- IOC code: COL
- NOC: Colombian Olympic Committee

in Los Angeles
- Competitors: 39 (36 men and 3 women) in 8 sports
- Flag bearer: Pablo Restrepo
- Medals Ranked 33rd: Gold 0 Silver 1 Bronze 0 Total 1

Summer Olympics appearances (overview)
- 1932; 1936; 1948; 1952; 1956; 1960; 1964; 1968; 1972; 1976; 1980; 1984; 1988; 1992; 1996; 2000; 2004; 2008; 2012; 2016; 2020; 2024;

= Colombia at the 1984 Summer Olympics =

Colombia was represented at the 1984 Summer Olympics in Los Angeles, California, United States by the Colombian Olympic Committee.

In total, 39 athletes including 36 men and three women represented Colombia in eight different sports including archery, athletics, boxing, cycling, shooting, swimming, weightlifting and wrestling.

Colombia won one medal at the games after Helmut Bellingrodt claimed silver in the shooting men's 50 m running target.

==Background==
Colombia made their Olympic debut at the 1932 Summer Olympics in Los Angeles, California, United States. Following World War II, the 1952 Summer Olympics in Helsinki, Finland were the only games that Colombia had missed. The 1984 Summer Olympics in Los Angeles, California, United States marked their 11th appearance at the Olympics.

==Competitors==
In total, 39 athletes represented Colombia at the 1984 Summer Olympics in Los Angeles, California, United States across eight different sports.

| Sport | Men | Women | Total |
|---|---|---|---|
| Archery | 1 | 0 | 1 |
| Athletics | 5 | 0 | 5 |
| Boxing | 5 | — | 5 |
| Cycling | 7 | 0 | 7 |
| Shooting | 11 | 3 | 14 |
| Swimming | 1 | 0 | 1 |
| Weightlifting | 5 | — | 5 |
| Wrestling | 1 | — | 1 |
| Total | 36 | 3 | 39 |

==Medalists==

Colombia won one medal at the games after Helmut Bellingrodt claimed silver in the shooting men's 50 m running target.

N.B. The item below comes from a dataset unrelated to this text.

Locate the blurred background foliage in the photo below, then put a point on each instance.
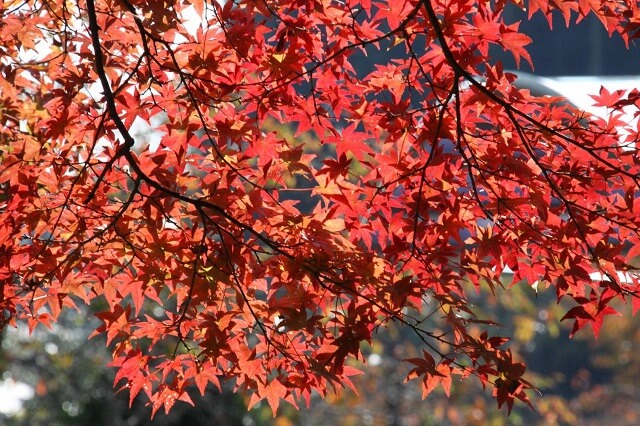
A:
(582, 381)
(61, 379)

| Medal | Name | Sport | Event | Date |
|---|---|---|---|---|
| Silver | Helmut Bellingrodt | Shooting | Men's 50 metre running target | 31 July |

==Archery==

In total, one Colombian athlete participated in the archery events – Juan Echavarria in the men's individual.

==Athletics==

In total, five Colombian athletes participated in the athletics events – Manuel Ramirez-Caicedo in the men's 200 m, the men's 400 m and the men's 800 m, Domingo Tibaduiza in the men's 10,000 m and the men's marathon, Querubín Moreno in the men's 20 km wace walk and the men's 50 km wace walk and Héctor Moreno and Francisco Vargas in the men's 20 km wace walk.

==Boxing==

In total, five Colombian athletes participated in the boxing events – Hernán Gutiérrez in the lightweight category, Álvaro Mercado in the flyweight category, Robinsón Pitalúa in the bantamweight category, Francisco Tejedor in the light flyweight category and Rafael Zuñiga in the featherweight category.

==Cycling==

In total, seven Colombian athletes participated in the cycling events – Rogelio Arango, Carlos Jaramillo, Fabio Parra and Néstor Mora in the men's road race, Hugo Daya in the men's sprint and Balbino Jaramillo and William Palacio in the men's individual pursuit and the men's points race.

==Shooting==

In total, 14 Colombian athletes participated in the shooting events – Helmut Bellingrodt and Horst Bellingrodt in the shooting men's 50 m running target, German Carrasquilla in the men's 10 m air rifle, Mario Clopatofsky in the men's 50 m rifle three positions, Gustavo García and Alonso Morales in the trap, Alfredo González in the men's 25 m rapid fire pistol, Alejandra Hoyos and Gloria López in the women's 10 m air rifle, Jorge Molina and Carlos Mazo in the skeet, Luis Ortiz in the men's 50 m pistol, Elvira Salazar in the women's 25 m pistol and Bernardo Tovar in the men's 25 m rapid fire pistol and the men's 50 m pistol.

==Swimming==

In total, one Colombian athlete participated in the swimming events – Pablo Restrepo in the men's 100 m breaststroke, the men's 200 m breaststroke and the men's 200 m individual medley.

==Weightlifting==

In total, five Colombian athletes participated in the weightlifting events – Gilberto Mercado in the –75 kg, Nicolas Mercado in the –56 kg category, Oscar Palma in the –60 kg category and Oscar Penagos and Antonio Quintana in the –52 kg category.

==Wrestling==

In total, one Colombian athlete participated in the wrestling events – Romelio Salas in the freestyle –74 kg category and the Greco-Roman –74 kg category.